Turn back time? Study hints at way to halt decline as we age

Research published Wednesday in the journal Nature pinpoints the role of a messenger hormone found in much higher levels in older people, and mice, than their younger counterparts.


The march of time can be unkind to the human body, but new research hints at a cause – and possible solution – for some of the ailments and decline that often come with age.

Scientists have long known that cognitive decline as we get older and specific age-related diseases including Alzheimer’s are linked to inflammation, but they are still uncovering precisely why and how this is the case.

Research published Wednesday in the journal Nature pinpoints the role of a messenger hormone found in much higher levels in older people, and mice, than their younger counterparts.

When the hormone was blocked in older mice, they were able to perform as well as more youthful rodents in tests of their memory and navigation.

The researchers found that higher levels of the hormone affected the metabolism of immune cells called macrophages, prompting them to store energy rather than consume it.

That ends up effectively starving the cells and sends them into a damaging inflammatory hyperdrive that contributes to age-related cognitive decline and several age-related diseases.

The hormone, prostaglandin E2 (PGE2), “is a major regulator of all types of inflammation, both good and bad, and its effect depends on the receptor that is activated,” the study’s senior author Katrin Andreasson told AFP.

“In this study, we identified the EP2 receptor… as the receptor that leads to energy depletion and maladaptive inflammation,” added Andreasson, a professor of neurology at Stanford University.

‘Very excited’

Having isolated the role played by PGE2, Andreasson and her team then set out to see if there was a way to counteract its negative effects.

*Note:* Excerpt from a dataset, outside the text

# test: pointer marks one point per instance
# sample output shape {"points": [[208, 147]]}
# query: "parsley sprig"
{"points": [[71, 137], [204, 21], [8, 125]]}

They administered to mice two experimental compounds that can block the EP2 receptor and found it reversed the metabolic problems seen in older macrophages – restoring their more youthful behaviour and preventing destructive inflammatory activity.

They found similar effects in mice that were genetically modified with deletions of the EP2 receptor.

Older mice that received the compounds or had the receptor deleted from their genes performed as well as young mice when tested for navigation and spatial memory, both of which deteriorate with ageing and diseases like Alzheimer’s.

“Our study suggests that the development of maladaptive inflammation and cognitive decline in ageing may not be a static or permanent condition, but rather that it can be reversed,” the study says.

Andreasson said the findings, while still preliminary, could have implications for a broad range of conditions.

“This would apply to most age-associated inflammatory diseases,” she told AFP.

“There are many of these, for example atherosclerosis… metabolic syndrome, frailty, arthritis, Alzheimer’s disease,” she added, saying she is “very excited” about the possible applications.

But the research is still in its early stages, and there are several unanswered questions. It is not yet clear how much PGE2 is too much, and how it accumulates over a lifetime.

And neither of the experimental compounds have been tested in humans, so it is unclear whether they could be toxic, although no harmful side effects were seen in the mice tested.

Andreasson said her team is now working on several questions thrown up by the research, including understanding more fully the mechanisms that produce cognitive decline and investigating the role of cell metabolism functions in ageing.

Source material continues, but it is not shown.